Monitor Endpoints, Elevate Worker Consciousness
The TRU advisory outlines 4 key steps organizations can take to cut back the affect of those sorts of assaults, together with elevating worker consciousness relating to browser updates that happen mechanically, and avoiding downloading recordsdata from unknown websites.
“Risk actors analysis the form of paperwork companies search for and attempt to get in entrance of them with web optimization,” the advisory said. “Solely use trusted sources when downloading content material from the web, and keep away from free and bundled software program.”
The advisory additionally advisable extra vigilant endpoint monitoring, which TRU provides would require extra frequent rule updates to detect the most recent campaigns, in addition to enhanced threat-landscape monitoring to bolster the group’s general protection posture.

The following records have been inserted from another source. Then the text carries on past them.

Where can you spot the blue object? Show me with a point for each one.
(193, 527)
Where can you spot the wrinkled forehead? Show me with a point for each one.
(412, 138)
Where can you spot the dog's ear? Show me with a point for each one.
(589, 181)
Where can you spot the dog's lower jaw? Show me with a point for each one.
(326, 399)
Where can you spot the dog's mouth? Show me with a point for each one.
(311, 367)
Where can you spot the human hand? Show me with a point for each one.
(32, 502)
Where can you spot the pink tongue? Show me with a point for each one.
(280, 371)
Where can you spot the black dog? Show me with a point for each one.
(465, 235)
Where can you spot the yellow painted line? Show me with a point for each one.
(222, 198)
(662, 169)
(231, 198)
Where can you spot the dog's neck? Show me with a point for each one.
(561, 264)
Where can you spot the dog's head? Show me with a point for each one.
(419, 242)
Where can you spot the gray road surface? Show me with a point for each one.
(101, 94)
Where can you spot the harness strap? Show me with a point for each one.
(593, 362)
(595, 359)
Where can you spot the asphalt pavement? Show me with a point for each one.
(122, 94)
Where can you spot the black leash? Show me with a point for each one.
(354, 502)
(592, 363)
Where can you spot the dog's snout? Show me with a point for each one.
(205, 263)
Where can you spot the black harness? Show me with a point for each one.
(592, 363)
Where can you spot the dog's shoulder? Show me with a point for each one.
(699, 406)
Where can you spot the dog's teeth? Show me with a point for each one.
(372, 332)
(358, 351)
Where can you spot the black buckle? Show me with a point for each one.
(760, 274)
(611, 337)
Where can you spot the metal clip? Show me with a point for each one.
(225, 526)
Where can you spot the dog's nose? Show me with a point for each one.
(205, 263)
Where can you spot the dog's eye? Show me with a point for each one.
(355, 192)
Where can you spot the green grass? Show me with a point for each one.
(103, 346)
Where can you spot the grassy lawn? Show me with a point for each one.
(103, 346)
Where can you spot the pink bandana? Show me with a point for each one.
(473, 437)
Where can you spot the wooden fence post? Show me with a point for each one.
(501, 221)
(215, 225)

SolarMarker Campaigns Again After Dormant Interval
The .NET malware was first found in 2020 and is usually unfold by way of a PowerShell installer, with information-gathering capabilities and a backdoor.
In October 2021, Sophos Labs noticed various lively SolarMarker campaigns that adopted a typical sample: utilizing web optimization methods, the cybercriminals managed to position hyperlinks to web sites with Trojanized content material within the search outcomes of a number of serps.
A earlier SolarMarker marketing campaign reported by Menlo Safety in October 2021 used greater than 2,000 distinctive search phrases, luring customers to websites that then dropped malicious PDFs rigged with backdoors.